The thresholds for “grassroots fundraising” didn’t change that much: Candidates must now show they have at some point in the cycle raised money from 160,000 donors (as opposed to 130,000, previously) with at least 600 (previously 400) in 20 states. While the new thresholds could distort fundraising efforts for more marginal candidates, it’s unlikely any of those on the October stage will fall off in November because of fundraising — unless they just run out of money and drop out of the race (as Cory Booker’s campaign has said might happen to him if it doesn’t reach its third-quarter money goals).
Nor will the new polling requirements (3 percent in four specified national or early state polls, or 5 percent in two early state polls, beginning with polls taken last week and running until seven days before the November debate) represent a problem for the stronger candidates, who almost always poll above three percent (a group that currently includes Joe Biden, Elizabeth Warren, Bernie Sanders, Pete Buttigieg, and Kamala Harris. But some next-tier hopefuls could experience some problems. There have been only three qualifying debates so far: two national surveys (NBC News/Wall Street Journal and Fox News) and one from Iowa (Ann Selzer’s poll for the Des Moines Register, CNN, and Mediacom). Booker has met the new threshold in two of them; Amy Klobuchar, Beto O’Rourke, and Andrew Yang have met it in one. October debate qualifier Tom Steyer and possible qualifier Tulsi Gabbard haven’t met any so far; nor have the other candidates who failed to qualify for September.
The new higher but narrower qualifying option for early-state polls is probably tailor-made for Steyer, who can just pick a state or two and spend tens of millions of dollars on ads there.
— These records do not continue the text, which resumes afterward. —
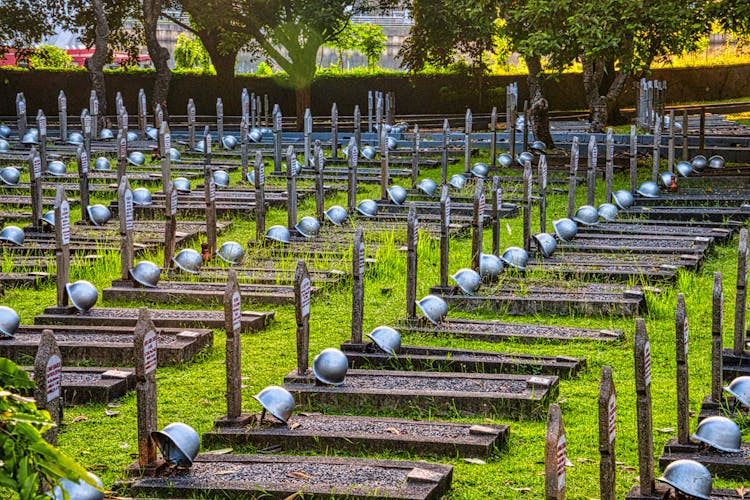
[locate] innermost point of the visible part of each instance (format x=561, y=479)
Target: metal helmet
x=229, y=142
x=12, y=234
x=141, y=197
x=181, y=184
x=587, y=215
x=427, y=186
x=716, y=161
x=56, y=167
x=387, y=339
x=649, y=189
x=718, y=432
x=538, y=147
x=10, y=176
x=565, y=229
x=546, y=244
x=101, y=164
x=467, y=280
x=231, y=252
x=434, y=308
x=524, y=157
x=80, y=490
x=515, y=257
x=623, y=198
x=368, y=208
x=689, y=477
x=505, y=160
x=699, y=163
x=75, y=138
x=368, y=152
x=106, y=134
x=740, y=389
x=490, y=266
x=136, y=158
x=278, y=233
x=99, y=214
x=308, y=227
x=277, y=401
x=330, y=366
x=397, y=194
x=684, y=168
x=457, y=181
x=146, y=273
x=82, y=294
x=336, y=215
x=480, y=169
x=9, y=321
x=608, y=211
x=188, y=260
x=221, y=178
x=179, y=443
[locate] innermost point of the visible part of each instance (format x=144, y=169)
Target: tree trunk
x=539, y=107
x=95, y=63
x=159, y=55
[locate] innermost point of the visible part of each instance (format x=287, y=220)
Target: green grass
x=194, y=392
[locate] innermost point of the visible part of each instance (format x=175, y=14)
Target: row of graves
x=593, y=251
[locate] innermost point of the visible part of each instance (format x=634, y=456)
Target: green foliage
x=28, y=461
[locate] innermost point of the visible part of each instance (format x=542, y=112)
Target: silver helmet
x=136, y=158
x=101, y=164
x=457, y=181
x=308, y=227
x=98, y=214
x=516, y=258
x=480, y=169
x=188, y=260
x=231, y=252
x=689, y=477
x=587, y=215
x=623, y=198
x=278, y=233
x=146, y=273
x=277, y=401
x=13, y=234
x=490, y=266
x=141, y=197
x=330, y=366
x=397, y=194
x=179, y=443
x=467, y=280
x=718, y=432
x=546, y=244
x=740, y=389
x=368, y=208
x=9, y=321
x=10, y=176
x=56, y=168
x=608, y=212
x=387, y=339
x=427, y=186
x=221, y=178
x=82, y=294
x=434, y=308
x=337, y=215
x=649, y=189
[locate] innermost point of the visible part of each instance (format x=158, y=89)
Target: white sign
x=149, y=352
x=53, y=374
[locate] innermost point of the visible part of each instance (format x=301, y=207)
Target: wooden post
x=358, y=285
x=607, y=432
x=555, y=457
x=302, y=314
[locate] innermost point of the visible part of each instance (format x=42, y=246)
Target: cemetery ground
x=103, y=437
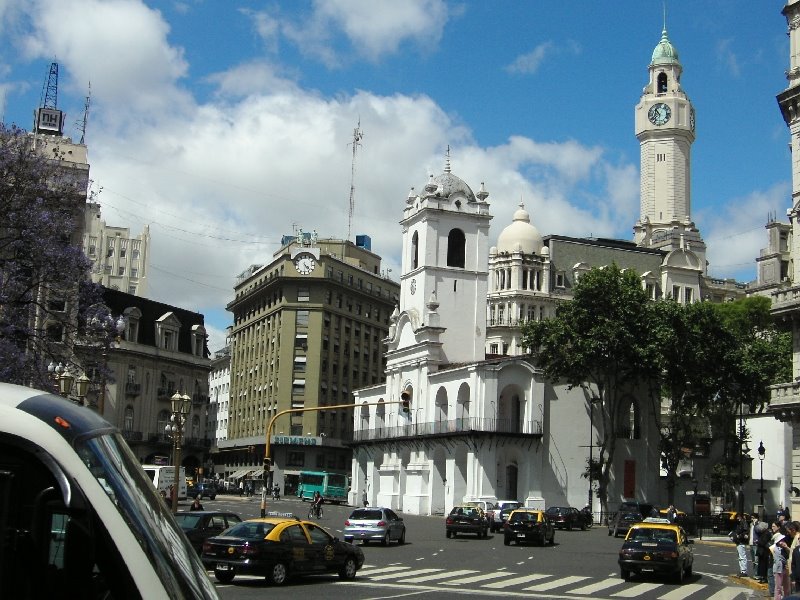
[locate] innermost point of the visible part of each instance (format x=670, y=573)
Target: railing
x=463, y=425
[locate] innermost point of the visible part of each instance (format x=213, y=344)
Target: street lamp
x=762, y=454
x=181, y=404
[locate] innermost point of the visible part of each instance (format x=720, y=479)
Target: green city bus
x=332, y=486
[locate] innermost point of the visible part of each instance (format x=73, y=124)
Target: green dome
x=665, y=53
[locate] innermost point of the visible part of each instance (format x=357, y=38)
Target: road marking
x=436, y=576
x=599, y=586
x=514, y=581
x=478, y=578
x=558, y=582
x=682, y=592
x=637, y=590
x=398, y=575
x=369, y=572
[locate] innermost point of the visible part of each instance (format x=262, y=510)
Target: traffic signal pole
x=267, y=475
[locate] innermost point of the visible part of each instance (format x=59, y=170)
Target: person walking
x=780, y=554
x=741, y=537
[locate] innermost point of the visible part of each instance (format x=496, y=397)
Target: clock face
x=304, y=263
x=659, y=113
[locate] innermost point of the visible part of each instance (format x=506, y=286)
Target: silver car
x=374, y=524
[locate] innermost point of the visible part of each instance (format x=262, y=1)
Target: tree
x=43, y=271
x=597, y=340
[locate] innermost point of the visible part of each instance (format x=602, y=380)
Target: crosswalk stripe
x=436, y=576
x=728, y=593
x=556, y=583
x=369, y=572
x=598, y=586
x=637, y=590
x=403, y=574
x=682, y=592
x=514, y=581
x=478, y=578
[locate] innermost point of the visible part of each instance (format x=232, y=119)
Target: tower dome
x=520, y=236
x=665, y=53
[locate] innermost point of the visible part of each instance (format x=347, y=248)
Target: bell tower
x=665, y=128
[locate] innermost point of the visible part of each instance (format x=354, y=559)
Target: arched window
x=662, y=83
x=456, y=248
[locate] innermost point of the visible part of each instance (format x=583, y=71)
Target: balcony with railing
x=450, y=428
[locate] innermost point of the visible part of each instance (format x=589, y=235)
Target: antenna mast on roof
x=357, y=137
x=81, y=124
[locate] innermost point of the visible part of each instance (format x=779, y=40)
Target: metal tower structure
x=358, y=135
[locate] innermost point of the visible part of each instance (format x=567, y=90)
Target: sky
x=226, y=124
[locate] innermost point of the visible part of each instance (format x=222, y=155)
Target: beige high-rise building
x=119, y=261
x=308, y=329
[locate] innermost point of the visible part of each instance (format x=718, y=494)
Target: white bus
x=164, y=476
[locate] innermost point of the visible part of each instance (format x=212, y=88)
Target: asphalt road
x=581, y=564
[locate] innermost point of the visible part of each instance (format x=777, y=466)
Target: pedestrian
x=741, y=537
x=754, y=545
x=780, y=554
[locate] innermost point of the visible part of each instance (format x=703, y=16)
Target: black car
x=566, y=517
x=278, y=547
x=622, y=521
x=466, y=519
x=525, y=525
x=204, y=490
x=200, y=525
x=656, y=546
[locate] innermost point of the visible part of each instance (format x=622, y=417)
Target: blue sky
x=224, y=124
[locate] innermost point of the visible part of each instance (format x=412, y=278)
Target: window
x=456, y=248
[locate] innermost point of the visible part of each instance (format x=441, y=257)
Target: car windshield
x=119, y=473
x=249, y=530
x=364, y=514
x=187, y=521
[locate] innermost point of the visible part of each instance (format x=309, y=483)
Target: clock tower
x=665, y=128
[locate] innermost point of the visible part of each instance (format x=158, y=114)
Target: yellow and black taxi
x=466, y=518
x=656, y=546
x=278, y=547
x=528, y=525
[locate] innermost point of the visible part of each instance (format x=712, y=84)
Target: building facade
x=119, y=261
x=307, y=330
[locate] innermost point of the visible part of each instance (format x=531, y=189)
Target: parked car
x=527, y=524
x=466, y=518
x=489, y=510
x=656, y=546
x=374, y=524
x=622, y=522
x=566, y=517
x=204, y=490
x=277, y=547
x=200, y=525
x=503, y=508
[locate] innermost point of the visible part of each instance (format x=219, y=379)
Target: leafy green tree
x=597, y=340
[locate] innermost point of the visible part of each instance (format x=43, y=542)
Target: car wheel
x=348, y=570
x=278, y=574
x=224, y=576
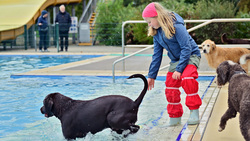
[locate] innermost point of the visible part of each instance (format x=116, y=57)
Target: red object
x=149, y=11
x=189, y=84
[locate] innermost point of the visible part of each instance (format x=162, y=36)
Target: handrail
x=204, y=23
x=123, y=58
x=88, y=11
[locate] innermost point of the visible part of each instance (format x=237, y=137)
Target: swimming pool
x=21, y=99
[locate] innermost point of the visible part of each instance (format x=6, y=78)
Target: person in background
x=43, y=31
x=64, y=20
x=169, y=32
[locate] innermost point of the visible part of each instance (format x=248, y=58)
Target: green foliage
x=111, y=16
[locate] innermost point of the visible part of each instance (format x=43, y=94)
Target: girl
x=169, y=32
x=43, y=31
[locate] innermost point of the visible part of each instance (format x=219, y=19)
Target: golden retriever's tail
x=143, y=92
x=244, y=58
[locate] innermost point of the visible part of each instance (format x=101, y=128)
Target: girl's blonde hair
x=166, y=20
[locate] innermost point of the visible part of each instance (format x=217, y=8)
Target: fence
x=30, y=38
x=204, y=23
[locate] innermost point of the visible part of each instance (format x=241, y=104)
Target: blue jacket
x=44, y=22
x=180, y=47
x=64, y=21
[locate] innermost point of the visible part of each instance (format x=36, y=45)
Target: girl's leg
x=172, y=93
x=191, y=87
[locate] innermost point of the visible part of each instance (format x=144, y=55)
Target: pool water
x=21, y=99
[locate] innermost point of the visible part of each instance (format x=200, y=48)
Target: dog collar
x=239, y=72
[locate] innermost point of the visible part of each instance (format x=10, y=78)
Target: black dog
x=80, y=117
x=238, y=95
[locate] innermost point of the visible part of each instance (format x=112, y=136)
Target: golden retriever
x=216, y=55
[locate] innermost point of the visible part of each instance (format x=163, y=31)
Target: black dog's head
x=46, y=109
x=226, y=70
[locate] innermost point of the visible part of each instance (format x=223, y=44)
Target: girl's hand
x=176, y=75
x=151, y=83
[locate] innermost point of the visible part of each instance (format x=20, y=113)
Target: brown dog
x=216, y=55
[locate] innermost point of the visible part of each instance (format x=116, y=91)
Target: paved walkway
x=215, y=102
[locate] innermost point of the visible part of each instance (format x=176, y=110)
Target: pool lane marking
x=185, y=126
x=62, y=67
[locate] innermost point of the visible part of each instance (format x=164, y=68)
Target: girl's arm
x=183, y=39
x=156, y=60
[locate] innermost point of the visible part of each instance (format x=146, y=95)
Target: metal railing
x=203, y=23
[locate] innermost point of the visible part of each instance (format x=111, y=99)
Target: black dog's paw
x=134, y=128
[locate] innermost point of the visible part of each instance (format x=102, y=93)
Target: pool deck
x=214, y=103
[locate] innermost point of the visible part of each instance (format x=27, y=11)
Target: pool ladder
x=126, y=57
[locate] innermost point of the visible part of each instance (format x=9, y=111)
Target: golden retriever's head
x=208, y=46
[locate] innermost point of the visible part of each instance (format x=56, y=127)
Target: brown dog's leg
x=230, y=113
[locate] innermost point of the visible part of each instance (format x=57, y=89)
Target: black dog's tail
x=244, y=58
x=139, y=99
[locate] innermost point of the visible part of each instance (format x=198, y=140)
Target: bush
x=109, y=21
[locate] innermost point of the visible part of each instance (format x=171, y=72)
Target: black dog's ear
x=48, y=103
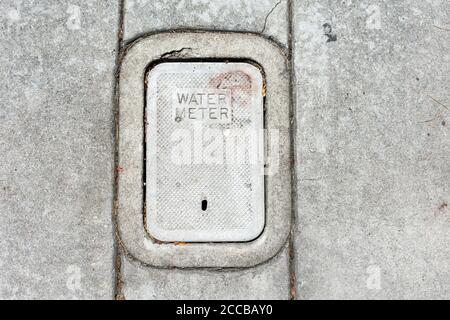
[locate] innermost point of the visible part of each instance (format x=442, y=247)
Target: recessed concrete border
x=130, y=216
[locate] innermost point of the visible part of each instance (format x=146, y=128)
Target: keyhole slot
x=204, y=205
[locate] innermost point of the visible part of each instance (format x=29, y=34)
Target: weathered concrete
x=143, y=17
x=372, y=149
x=266, y=16
x=56, y=149
x=267, y=281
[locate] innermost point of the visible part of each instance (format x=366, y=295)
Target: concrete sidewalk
x=370, y=128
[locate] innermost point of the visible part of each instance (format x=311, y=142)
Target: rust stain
x=234, y=80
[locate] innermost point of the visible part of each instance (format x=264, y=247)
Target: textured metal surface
x=204, y=179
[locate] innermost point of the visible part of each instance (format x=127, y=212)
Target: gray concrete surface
x=130, y=192
x=264, y=16
x=372, y=146
x=56, y=149
x=373, y=169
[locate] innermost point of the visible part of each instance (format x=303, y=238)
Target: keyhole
x=204, y=205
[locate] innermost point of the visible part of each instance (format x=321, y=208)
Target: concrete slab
x=267, y=281
x=56, y=149
x=372, y=94
x=268, y=17
x=130, y=194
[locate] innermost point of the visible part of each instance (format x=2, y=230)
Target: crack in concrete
x=268, y=14
x=117, y=259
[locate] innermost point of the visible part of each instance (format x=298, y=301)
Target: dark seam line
x=117, y=258
x=293, y=130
It could also help Klobuchar, who’s predictably doing better in Iowa than she is nationally or in other early states.
All in all, the new qualifying thresholds are mostly of interest to those who are shrieking in anguish at the likely reappearance of a second debate night in October. The odds are reasonably good that at least one or two October qualifiers won’t make it past the higher thresholds and will put the debate stage far beyond reach of the bottom-feeders who stubbornly refuse to drop out. Maybe for its next debate, in December, the DNC could help us out by administering a lie-detector test to see which candidates really believe they have a prayer of finishing in the top six or so in Iowa.